Se encienden las alarmas en la República Dominicana y es que en los primeros meses de este año, la violencia ha cobrado la vida de 32 mujeres.
Una estadística dolorosa que marcan cifras rojas en la República Dominicana, vuelve a poner sobre la mesa una pregunta urgente: ¿está funcionando el sistema para proteger a las mujeres que han sido víctimas de violencia?
De acuerdo con los reportes oficiales, la tragedia de estos 32 feminicidios deja al descubierto no solo la vulnerabilidad de las mujeres, sino también los retos del sistema judicial.

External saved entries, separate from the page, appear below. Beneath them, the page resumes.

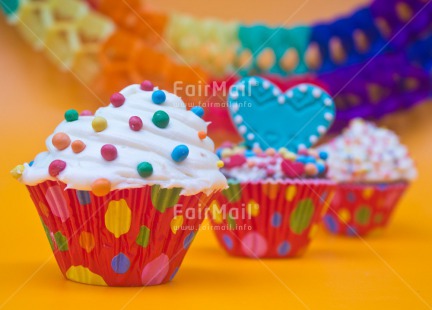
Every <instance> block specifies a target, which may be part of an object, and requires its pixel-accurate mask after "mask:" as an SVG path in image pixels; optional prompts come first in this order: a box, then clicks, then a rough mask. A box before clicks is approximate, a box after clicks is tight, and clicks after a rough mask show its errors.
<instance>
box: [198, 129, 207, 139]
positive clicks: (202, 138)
mask: <svg viewBox="0 0 432 310" xmlns="http://www.w3.org/2000/svg"><path fill="white" fill-rule="evenodd" d="M198 138H200V140H204V139H205V138H207V133H206V132H205V131H198Z"/></svg>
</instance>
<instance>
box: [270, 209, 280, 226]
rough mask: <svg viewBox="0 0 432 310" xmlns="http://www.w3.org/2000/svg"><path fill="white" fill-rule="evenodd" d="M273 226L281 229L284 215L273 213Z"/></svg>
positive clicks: (271, 219) (272, 223)
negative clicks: (282, 215) (280, 227)
mask: <svg viewBox="0 0 432 310" xmlns="http://www.w3.org/2000/svg"><path fill="white" fill-rule="evenodd" d="M271 225H272V226H273V227H276V228H277V227H280V226H281V225H282V214H280V213H279V212H275V213H273V216H272V219H271Z"/></svg>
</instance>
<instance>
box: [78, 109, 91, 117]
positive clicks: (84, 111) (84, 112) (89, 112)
mask: <svg viewBox="0 0 432 310" xmlns="http://www.w3.org/2000/svg"><path fill="white" fill-rule="evenodd" d="M80 115H81V116H92V115H93V112H92V111H90V110H84V111H82V112H81V113H80Z"/></svg>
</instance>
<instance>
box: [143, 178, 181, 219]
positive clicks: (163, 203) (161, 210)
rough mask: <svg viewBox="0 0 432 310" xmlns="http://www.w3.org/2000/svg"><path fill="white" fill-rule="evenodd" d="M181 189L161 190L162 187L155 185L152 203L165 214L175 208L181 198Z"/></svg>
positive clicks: (158, 209) (152, 197) (153, 206)
mask: <svg viewBox="0 0 432 310" xmlns="http://www.w3.org/2000/svg"><path fill="white" fill-rule="evenodd" d="M181 191H182V189H181V188H177V187H174V188H161V187H160V185H153V187H152V193H151V198H152V203H153V207H155V208H156V209H157V210H159V211H160V212H162V213H164V212H165V211H166V209H168V208H172V207H174V206H175V205H176V204H177V202H178V200H179V198H180V192H181Z"/></svg>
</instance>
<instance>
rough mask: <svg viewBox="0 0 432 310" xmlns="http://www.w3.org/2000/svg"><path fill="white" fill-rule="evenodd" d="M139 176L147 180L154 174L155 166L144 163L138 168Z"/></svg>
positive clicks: (137, 169) (141, 163) (146, 162)
mask: <svg viewBox="0 0 432 310" xmlns="http://www.w3.org/2000/svg"><path fill="white" fill-rule="evenodd" d="M137 170H138V174H139V175H140V176H141V177H143V178H147V177H149V176H151V175H152V174H153V166H152V164H150V163H149V162H146V161H143V162H142V163H140V164H139V165H138V166H137Z"/></svg>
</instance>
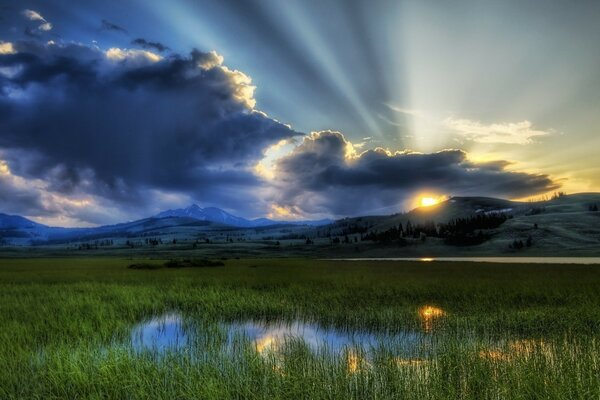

De los responsables de estos crímenes, actualmente solo el 54% permanece bajo arresto enfrentando la justicia.
Este porcentaje abre una interrogante preocupante sobre el 46% restante. En muchos de estos casos, como es tristemente común en estas tragedias, el agresor toma la decisión de quitarse la vida tras cometer el hecho, mientras que otros logran evadir a las autoridades y se mantienen prófugos, dejando a familias enteras a la espera de respuestas.

Estos números no son solo estadísticas; son madres, hijas y hermanas que hoy faltan en sus hogares. Esta preocupante realidad reitera la necesidad urgente de fortalecer las políticas de prevención, endurecer las medidas de protección para quienes denuncian y garantizar que todo el peso de la ley caiga sobre los agresores.